With the terrible stock market of the last year, many are wondering if a buy and hold approach is still the best investment strategy for their stocks. The answer is yes, assuming you are well diversified. By diversified, I mean your portfolio of stocks looks something like the S&P 500, which covers all major sectors of the economy.

A buy and hold approach relies on the long term trends of economic growth and expansion. As the economy expands, corporate profits generally grow, and thus the stock market generally rises in value.

The frustrating part about the process is that the relationship between profits and stock market values isn't linear. Sometimes market values increase more than profits, sometimes they fall faster than profits, and sometimes they don't keep pace with profits. Over shorter term cycles, this has often been the case. Wealth accumulation is a volatile process.

But over the long term, profits have grown and market values have grown. While there are no guarantees for the future, this is the trend that you are banking on when you use a buy-and-hold approach, and it is a strategy that has a high probability of success for your retirement money.

Consider the 30 year period from 1962 to 1991. The first 20 years were pretty bad. We had several bear markets, including the big one in 1973-1974, and then runaway inflation. Over those 20 years the stock market grew by about 6.8 percent a year. Not bad, but well below its long-term average of 10 percent.
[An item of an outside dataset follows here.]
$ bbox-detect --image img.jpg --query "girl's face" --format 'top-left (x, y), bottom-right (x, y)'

But over the next 10 years, the market went on a tear and returned about 17.6 percent a year. This rapid expansion raised the long term return over the 30 years to about 10.3 percent. Thus, for money invested in the 1960s, the money ultimately received a good rate of return, but investors had to be patient.

Stock-market values lagged improvements in corporate profits until the mid-1980s. By then, investors felt more confident about the future and bid up the price of stocks to reflect the better earnings reality.
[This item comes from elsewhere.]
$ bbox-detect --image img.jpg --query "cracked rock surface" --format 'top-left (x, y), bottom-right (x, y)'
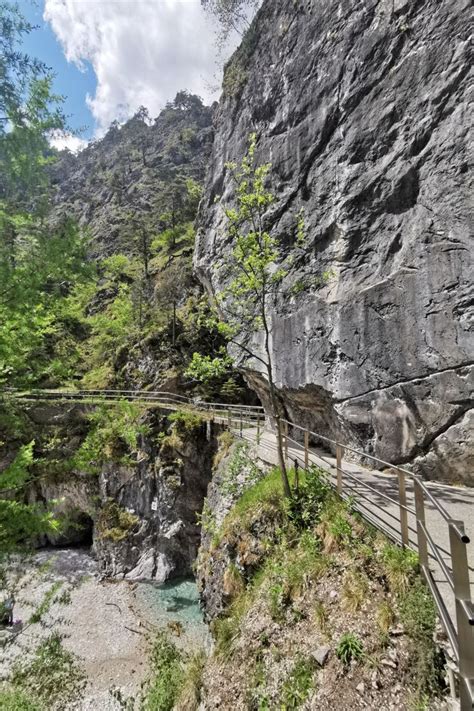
top-left (195, 0), bottom-right (473, 482)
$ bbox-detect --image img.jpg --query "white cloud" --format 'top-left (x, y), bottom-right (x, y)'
top-left (44, 0), bottom-right (233, 136)
top-left (48, 130), bottom-right (88, 153)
If you have a basic faith in our markets and the ingenuity of the American economy, then buy and hold a diversified portfolio. There is plenty of historical evidence to support your strategy.
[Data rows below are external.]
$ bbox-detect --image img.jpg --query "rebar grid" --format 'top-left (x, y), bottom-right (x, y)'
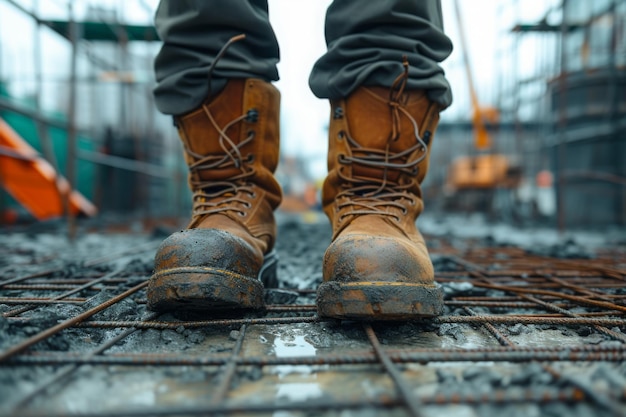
top-left (1, 234), bottom-right (625, 417)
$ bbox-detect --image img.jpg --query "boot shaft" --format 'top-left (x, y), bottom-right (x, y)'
top-left (323, 85), bottom-right (441, 235)
top-left (175, 78), bottom-right (282, 209)
top-left (319, 83), bottom-right (445, 320)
If you don't use a buy-and-hold approach, then you must trade your way to profits. This is a dangerous strategy because it relies on your ability to predict market movements and outsmart the rest of the world. As Clint Eastwood said, "a man has got to know his limitations." People who get wiped out have usually adopted aggressive trading strategies and found out the hard way that they were not smarter than the rest of the world. Do the names Bear Stearns, Lehman Brothers or AIG ring any bells?

To my knowledge, there is no credible evidence that trying to predict market movements is a profitable way to invest over the long run. I know a buy and hold strategy is hard to accept at times, but it really is the only strategy that you can rely on.